Iraqi Sectarian Rift Deepens, Returning Country to Bloodshed

Impact

At least 31 people died and another dozen were wounded as car bombs struck two outdoor markets in heavily Shiite-populated areas of Iraq Friday. This marks Friday as the most deadly day of the "Arab-Spring" styled anti-government protests minority Sunnis have staged across five cities in the past month, demonstrating the ineffectiveness of the U.S. brokered constitution put into effect in Iraq as of 2005.

Although tensions have been rising over the past few years, with Sunnis feeling suppressed and discriminated against, and complaints of suffering from an unequal distribution of power becoming more and more frequent, these eruptions have been spurred by a specific trigger – Prime Minister Nouri al-Maliki, a Shiite, had the Sunni Finance Minister Rafie al-Issaqi's bodyguards arrested for terrorist activities late in December. This came almost a year after Sunni Vice President Tariq al-Hashmi's security detail was arrested.

Hashmi had fled the country in the months following, and the Iraqi Sunnis have seen Maliki's recent actions against Issaqi following the same pattern. They also have seen Maliki's move as sectarian and an assault on any Sunni government opposition.

The majority of Sunnis, for their part, however, had been opposed to the constitution long before it was approved in a referendum in 2005 – and for good reason. It clearly gave Kurds and Shiites the upper hand, both economically and politically.

Even constitutional adviser to the U.S.-led occupation government and adviser to the Iraqis was concerned about the implications that the constitution held for the 20% Sunni minority, saying that the constitution was "a constitution that is a deal between the Shiites and Kurds is not a deal."

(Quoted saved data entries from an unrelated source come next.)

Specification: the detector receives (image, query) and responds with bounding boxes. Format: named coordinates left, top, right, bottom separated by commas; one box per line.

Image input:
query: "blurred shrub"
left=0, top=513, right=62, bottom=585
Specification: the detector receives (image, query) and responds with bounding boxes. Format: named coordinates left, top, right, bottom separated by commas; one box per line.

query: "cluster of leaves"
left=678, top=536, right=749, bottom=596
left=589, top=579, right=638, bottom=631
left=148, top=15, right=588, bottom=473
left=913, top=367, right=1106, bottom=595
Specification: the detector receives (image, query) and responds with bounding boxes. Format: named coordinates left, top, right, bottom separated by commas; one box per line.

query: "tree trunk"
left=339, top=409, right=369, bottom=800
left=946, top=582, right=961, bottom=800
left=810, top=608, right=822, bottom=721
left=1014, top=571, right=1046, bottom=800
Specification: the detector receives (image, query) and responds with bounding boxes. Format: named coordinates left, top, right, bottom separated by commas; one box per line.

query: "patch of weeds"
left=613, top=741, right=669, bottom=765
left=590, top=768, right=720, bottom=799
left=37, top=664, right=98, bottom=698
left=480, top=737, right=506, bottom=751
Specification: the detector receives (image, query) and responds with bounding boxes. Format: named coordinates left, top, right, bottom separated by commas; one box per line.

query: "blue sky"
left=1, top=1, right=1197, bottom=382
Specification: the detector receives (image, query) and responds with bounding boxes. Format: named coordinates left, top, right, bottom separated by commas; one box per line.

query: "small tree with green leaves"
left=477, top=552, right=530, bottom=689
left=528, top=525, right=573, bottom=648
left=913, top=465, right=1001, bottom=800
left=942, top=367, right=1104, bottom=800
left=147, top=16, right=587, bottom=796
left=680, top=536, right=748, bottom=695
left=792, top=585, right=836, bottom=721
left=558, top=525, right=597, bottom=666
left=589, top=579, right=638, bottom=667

Anthony Cordesman echoed the same thoughts when he said, "it may well be more of a prelude to civil war than a step forward … Rather than an inclusive document, it is more a recipe for separation based on Shiite and Kurdish privilege."

And they were right. The constitution drafted in 2005 lacked a strong central government and gave the provinces too much power and autonomy – a problem for the Sunnis who had been relegated to the resource-poor provinces. The Kurds and the Shiites, meanwhile, occupied the oil-rich north and south regions, giving them the upper hand economically.

Another problem arising out of the ill-constructed constitution was the odd combination between democracy and Islam. While one provision of the constitution dictated that no law was to contradict Islamic principles, another said that Iraq's Supreme Court would include a number of experts on Sharia. This opened another question – was Iraq now a theocracy? Or a democracy? And would it be based on Sunni, Shiite or Kurdish sharia law?

Although the protests have been largely peaceful thus far, they still pose a challenge to Maliki's power as the sectarian cleavages in Iraq deepen. Even worse, the potential of these demonstrations overreaching into neighboring Syria's civil war is heightening, allowing this to potentially become a larger sectarian conflict.